Tahukah Anda, kita sudah gagal fokus. Sekarang, terapkan ini: abaikan kata “sanggar”. Anggap saja itu hanya keterangan tempat. berfokuslah pada kata: Anak Alam. Anak kita, yang kita kandung 9 bulan, kita lahirkan dengan penuh daya, adalah sesungguhnya anak alam. Anak kehidupan. Kita hanyalah busur yang melontarkannya serupa anak panah. Apakah kita tahu apa yang akan terjadi padanya besok, lusa, atau 20 tahun lagi? Tidak. Satu-satunya hal yang bisa kita lakukan sejak awal mula kelahirannya, tapi kadang sering lupa untuk kita lakukan adalah membiarkannya tumbuh secara alami.
Untuk itu segala pengetahuan yang nantinya ia dapatkan, ia dapatkan secara alami pula. Bukan dengan dikte, tapi lewat sebuah sumber segala sumber pengetahuan: rasa ingin tahu. Disinilah Salam hadir: sebagai sebuah sanggar tempat anak-anak tumbuh dengan alamiah, dan belajar tentang hal-hal baru yang sangat ingin ia ketahui.
Lalu bagaimana dengan pendidikan agama? Bagaimana jika anak ingin tahu tentang “Tuhan”nya? Bagaimana sekolah yang tidak mengajarkan agama menjelaskan tentang Tuhan?
Di SALAM, kelas berapapun, semua anak berdoa sebanyak 3 kali: di awal pelajaran untuk bersyukur atas hari yang cerah, di saat akan makan untuk bersyukur atas makanan yang terhidang dan di akhir pelajaran untuk mohon berkat pada perjalanan pulang. Tuhan tidak ditiadakan dalam proses belajar di SALAM. Tuhan tetap menjadi sumber segala berkat, arah panjatan segala syukur.

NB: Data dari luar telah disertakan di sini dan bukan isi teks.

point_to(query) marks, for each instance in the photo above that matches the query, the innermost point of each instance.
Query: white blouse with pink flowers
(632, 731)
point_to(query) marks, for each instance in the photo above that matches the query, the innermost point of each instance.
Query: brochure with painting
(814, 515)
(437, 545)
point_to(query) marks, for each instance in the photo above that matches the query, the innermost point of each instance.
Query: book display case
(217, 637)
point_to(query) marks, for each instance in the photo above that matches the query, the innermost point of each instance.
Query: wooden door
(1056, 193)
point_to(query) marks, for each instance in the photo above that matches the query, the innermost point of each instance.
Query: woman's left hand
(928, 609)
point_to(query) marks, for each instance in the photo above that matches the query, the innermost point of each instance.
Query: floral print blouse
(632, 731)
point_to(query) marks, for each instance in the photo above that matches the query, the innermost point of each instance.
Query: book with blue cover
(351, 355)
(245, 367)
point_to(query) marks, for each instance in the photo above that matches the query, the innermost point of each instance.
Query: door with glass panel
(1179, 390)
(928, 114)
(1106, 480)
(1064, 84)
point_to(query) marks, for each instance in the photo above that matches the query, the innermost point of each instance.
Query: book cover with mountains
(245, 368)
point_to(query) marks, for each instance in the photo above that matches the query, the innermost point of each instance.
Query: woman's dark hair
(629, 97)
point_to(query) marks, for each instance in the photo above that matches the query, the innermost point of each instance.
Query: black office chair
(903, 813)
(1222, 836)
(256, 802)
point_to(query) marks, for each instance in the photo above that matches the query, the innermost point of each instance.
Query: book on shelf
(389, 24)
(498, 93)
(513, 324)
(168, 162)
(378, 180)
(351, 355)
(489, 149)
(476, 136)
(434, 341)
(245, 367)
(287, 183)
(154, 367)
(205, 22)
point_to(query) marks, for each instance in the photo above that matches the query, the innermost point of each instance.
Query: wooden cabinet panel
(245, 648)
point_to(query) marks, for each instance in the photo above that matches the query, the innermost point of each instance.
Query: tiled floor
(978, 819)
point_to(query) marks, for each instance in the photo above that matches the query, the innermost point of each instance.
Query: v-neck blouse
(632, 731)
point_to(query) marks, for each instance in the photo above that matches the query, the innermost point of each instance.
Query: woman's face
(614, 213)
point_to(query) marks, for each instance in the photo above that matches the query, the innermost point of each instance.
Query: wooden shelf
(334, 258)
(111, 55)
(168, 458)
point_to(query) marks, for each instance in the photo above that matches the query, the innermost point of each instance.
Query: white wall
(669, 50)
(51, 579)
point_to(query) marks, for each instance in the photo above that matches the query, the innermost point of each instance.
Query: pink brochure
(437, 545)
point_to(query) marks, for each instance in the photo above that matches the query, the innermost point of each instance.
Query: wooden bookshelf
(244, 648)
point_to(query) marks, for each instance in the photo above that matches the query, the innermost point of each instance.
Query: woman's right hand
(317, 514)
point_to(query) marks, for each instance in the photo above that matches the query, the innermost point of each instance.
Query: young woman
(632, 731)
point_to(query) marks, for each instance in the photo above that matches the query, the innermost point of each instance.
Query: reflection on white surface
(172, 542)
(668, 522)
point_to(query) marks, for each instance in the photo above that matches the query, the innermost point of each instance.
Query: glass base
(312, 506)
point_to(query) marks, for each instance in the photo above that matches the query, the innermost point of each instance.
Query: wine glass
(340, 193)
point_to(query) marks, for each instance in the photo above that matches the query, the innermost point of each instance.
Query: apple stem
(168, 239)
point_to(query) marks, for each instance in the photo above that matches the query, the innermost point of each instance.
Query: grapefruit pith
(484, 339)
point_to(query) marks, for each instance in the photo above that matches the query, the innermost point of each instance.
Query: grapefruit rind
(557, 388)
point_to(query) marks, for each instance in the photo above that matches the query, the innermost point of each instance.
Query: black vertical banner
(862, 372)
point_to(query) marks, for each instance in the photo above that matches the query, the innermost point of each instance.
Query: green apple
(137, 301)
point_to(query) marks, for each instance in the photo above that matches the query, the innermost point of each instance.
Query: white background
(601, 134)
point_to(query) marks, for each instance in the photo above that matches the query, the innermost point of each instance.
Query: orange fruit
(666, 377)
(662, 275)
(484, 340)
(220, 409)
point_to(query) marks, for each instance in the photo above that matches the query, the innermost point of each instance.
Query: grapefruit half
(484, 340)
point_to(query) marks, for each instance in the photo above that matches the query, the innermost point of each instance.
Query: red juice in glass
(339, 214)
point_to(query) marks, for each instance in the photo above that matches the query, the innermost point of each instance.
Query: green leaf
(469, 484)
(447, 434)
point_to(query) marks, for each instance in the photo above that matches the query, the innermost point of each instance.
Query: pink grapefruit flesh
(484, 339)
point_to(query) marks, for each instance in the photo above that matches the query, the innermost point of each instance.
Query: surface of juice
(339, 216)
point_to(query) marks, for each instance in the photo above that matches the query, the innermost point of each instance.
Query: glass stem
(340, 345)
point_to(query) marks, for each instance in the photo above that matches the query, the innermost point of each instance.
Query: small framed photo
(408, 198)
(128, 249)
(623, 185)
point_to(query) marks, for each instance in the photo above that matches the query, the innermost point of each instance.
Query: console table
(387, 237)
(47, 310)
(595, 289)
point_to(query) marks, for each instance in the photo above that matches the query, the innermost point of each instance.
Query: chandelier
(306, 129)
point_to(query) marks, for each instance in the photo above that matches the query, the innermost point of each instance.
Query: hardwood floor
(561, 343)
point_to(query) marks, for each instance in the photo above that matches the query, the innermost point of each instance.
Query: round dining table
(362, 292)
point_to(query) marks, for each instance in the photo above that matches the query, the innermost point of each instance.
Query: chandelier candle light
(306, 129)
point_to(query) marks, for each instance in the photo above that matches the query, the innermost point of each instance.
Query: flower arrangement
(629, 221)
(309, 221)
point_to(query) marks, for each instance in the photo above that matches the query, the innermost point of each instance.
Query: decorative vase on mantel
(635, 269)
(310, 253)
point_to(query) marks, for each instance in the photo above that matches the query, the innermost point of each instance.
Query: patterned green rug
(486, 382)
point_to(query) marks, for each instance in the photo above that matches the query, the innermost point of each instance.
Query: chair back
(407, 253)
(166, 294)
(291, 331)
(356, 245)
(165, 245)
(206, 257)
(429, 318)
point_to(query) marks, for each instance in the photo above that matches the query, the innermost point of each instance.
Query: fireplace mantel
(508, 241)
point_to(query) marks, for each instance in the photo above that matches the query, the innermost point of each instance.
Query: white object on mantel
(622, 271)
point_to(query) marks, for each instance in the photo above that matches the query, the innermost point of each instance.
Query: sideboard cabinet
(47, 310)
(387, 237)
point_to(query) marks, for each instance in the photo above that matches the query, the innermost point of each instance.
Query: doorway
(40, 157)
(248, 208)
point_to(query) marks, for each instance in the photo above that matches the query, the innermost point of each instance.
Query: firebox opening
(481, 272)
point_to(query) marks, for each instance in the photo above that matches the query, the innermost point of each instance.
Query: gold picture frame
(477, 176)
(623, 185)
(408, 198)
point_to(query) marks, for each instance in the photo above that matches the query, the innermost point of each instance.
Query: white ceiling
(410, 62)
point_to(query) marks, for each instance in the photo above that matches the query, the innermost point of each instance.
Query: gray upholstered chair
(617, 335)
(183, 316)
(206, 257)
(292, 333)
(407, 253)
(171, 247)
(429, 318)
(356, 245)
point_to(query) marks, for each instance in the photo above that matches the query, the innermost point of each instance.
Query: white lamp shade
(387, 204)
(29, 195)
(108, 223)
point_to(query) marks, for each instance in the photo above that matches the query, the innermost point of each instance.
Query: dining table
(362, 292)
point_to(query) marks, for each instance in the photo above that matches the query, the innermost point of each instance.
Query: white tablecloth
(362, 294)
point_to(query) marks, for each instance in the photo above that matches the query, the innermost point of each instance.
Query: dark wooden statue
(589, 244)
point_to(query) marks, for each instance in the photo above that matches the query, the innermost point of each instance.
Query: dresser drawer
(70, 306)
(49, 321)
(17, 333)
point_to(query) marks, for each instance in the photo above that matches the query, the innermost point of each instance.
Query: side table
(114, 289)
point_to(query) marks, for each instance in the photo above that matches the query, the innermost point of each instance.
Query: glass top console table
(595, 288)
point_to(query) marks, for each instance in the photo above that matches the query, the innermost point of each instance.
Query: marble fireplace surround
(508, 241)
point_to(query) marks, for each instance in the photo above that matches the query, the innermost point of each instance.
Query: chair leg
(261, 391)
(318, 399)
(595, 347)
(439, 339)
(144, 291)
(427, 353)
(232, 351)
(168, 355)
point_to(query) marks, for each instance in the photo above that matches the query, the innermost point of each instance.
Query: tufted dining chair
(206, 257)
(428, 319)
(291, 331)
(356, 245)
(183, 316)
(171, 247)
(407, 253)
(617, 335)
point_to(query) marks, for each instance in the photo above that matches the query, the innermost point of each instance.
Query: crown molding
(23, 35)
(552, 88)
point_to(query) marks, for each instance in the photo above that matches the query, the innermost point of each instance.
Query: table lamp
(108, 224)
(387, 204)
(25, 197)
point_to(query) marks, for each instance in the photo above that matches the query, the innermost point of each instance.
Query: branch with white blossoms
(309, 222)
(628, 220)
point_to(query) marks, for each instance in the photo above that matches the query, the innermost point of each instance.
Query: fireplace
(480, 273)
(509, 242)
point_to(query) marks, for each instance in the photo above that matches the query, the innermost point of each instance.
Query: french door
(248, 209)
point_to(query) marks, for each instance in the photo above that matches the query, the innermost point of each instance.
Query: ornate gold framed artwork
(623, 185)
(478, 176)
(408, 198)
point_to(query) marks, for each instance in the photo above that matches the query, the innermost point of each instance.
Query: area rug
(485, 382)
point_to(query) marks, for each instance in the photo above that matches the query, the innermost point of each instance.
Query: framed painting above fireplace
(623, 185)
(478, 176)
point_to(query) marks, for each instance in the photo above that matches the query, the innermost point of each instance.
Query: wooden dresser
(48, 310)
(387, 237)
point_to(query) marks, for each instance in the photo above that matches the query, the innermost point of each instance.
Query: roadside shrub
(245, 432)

Bagi saya, agama bukanlah tentang literasi. Agama lebih kepada ketenteraman hati. Ketika saya bertanya tentang segala hal dan mencari muara dari segala sebab, maka disitulah akhirnya saya menemukan Tuhan sebagai sang Causa Prima. Sumber dari segala sumber penyebab. Pada satu titik, saya tidak lagi peduli pada literatur dan ritual. Saya hanya peduli pada kebenaran dan kebaikan. Dan jika saya telusur ke belakang, tidak banyak ketenteraman hati itu saya dapat dari pelajaran agama. Seluruhnya adalah pencarian pribadi.
Maka jika SALAM tidak mengajarkan agama dengan dalih pendidikan agama adalah tanggung jawab orangtua, maka dalih sederhana itu menentramkan saya. Karena jika nantinya seluruh pengetahuan anak saya dia dapatkan sendiri karena rasa ingin tahunya, maka SALAM sebagai sebuah sanggar belajar akan membimbing anak saya dalam satu logika berpikir saja, logika ilmu pengetahuan. Kecintaannya akan Tuhan akan tumbuh sendirinya karena kecintaannya pada kehidupan, bumi dan sesama.